During the past year 1.9 million Americans lost their jobs, with almost a third of those losing them last month. When the U.S. Bureau of Labor Statistics (BLS) released these numbers this week, one of the Bureau’s commissioners said the report was probably the most negative report in BLS’s 124 year history.
Meanwhile this year over 2 million houses went into foreclosure. Many of those losing their homes did not lose their jobs; they were at least somewhat fortunate. But the firings and foreclosure together affected over 3 million workers.
In the past year while the stock markets fell by nearly 50%, my retirement savings dropped 25%. I would imagine that most sociologists felt equivalent personal financial losses this year. Even those putting their savings in “fixed income” retirement funds have lost money because of the collapse of the bond markets.

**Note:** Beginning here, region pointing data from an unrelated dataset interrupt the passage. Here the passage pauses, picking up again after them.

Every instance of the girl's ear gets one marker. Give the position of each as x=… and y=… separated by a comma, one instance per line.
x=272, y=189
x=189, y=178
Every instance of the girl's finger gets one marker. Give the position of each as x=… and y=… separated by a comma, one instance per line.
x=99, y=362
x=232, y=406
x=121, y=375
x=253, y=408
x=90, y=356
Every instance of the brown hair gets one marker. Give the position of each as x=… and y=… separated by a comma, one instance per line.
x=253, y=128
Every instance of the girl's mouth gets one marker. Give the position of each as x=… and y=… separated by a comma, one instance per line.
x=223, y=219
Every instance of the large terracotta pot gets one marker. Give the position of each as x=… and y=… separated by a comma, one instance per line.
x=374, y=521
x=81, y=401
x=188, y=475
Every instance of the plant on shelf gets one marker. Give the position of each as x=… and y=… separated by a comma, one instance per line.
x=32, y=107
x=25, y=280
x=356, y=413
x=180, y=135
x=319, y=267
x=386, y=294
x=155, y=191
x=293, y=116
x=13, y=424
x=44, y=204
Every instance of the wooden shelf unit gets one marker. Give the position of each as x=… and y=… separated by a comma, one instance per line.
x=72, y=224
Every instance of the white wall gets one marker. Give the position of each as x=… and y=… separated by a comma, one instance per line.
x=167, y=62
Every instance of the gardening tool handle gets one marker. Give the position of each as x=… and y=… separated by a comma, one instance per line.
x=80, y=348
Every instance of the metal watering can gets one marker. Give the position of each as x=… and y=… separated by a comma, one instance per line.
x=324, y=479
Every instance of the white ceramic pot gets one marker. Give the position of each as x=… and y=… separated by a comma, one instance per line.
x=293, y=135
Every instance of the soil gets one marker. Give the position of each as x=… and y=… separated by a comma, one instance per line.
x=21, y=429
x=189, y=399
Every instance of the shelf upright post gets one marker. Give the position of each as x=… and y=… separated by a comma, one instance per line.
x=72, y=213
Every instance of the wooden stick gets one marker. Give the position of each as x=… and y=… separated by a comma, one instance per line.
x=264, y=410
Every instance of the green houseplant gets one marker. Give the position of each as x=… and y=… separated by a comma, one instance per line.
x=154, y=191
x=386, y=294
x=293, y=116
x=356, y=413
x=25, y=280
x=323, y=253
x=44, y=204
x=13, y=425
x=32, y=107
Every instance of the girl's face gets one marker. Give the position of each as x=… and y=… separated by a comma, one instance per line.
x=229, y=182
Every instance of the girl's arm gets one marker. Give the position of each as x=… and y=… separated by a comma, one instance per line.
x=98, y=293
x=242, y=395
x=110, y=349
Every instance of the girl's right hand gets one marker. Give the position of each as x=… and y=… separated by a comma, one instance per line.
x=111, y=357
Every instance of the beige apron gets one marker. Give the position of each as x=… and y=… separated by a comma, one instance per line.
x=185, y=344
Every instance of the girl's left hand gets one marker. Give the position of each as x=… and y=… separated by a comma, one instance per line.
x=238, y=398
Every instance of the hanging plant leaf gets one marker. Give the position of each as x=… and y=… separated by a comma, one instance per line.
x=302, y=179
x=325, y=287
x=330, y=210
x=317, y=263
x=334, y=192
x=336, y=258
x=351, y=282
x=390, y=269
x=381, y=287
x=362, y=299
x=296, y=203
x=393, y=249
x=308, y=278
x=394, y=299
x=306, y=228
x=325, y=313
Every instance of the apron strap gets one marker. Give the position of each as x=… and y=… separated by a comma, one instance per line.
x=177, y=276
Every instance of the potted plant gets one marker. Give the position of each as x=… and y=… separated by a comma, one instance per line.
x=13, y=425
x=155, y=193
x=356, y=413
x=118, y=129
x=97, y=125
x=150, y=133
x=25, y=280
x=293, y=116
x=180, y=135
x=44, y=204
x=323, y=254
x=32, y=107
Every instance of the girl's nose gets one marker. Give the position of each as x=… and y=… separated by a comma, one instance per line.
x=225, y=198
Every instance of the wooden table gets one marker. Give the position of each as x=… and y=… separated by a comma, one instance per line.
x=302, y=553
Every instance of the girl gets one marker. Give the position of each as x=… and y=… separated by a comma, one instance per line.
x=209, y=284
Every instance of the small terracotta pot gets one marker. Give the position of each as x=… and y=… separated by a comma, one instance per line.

Despite the huge magnitude of this economic trauma, sociologists appear to be silent about the financial crisis. The American Sociological Association’s newsletter, Footnotes, has not mentioned the crisis nor is it a special topic of the forthcoming annual convention. It is even scarcely mentioned in Contexts magazine’s blogs. Isn’t there a big enough hurt yet to talk about?
This month, after economists have begun comparing our current financial crisis to the great depression, the government finally admitted that the United States economy was in a recession. Ironically, they also added that we had been in a state of economic recession for 12 months.
Sociologists, like the American government, have not told the public anything about the financial crisis. Wait, isn’t that criticism a bit unfair? After all, it takes at least a year or two, if not three, to conduct a thorough study. But have we not learned what social effects resulted from previous economic recessions and depressions? Maybe. It is difficult to find discussions in the sociological literature on this topic.
About the only one discussing the sociological effects of the current recession is David Brooks, a journalist who writes Op-Ed Columns for the New York Times. Last month in “The Formerly Middle Class”, he wrote that those on the low rungs of the middle class are those for whom the recession is the most catastrophic. “Recessions breed pessimism,” he wrote, and he claimed that millions of Americans, to say nothing of the billions in the developing world, are “facing the psychological and social pressures of downward mobility.”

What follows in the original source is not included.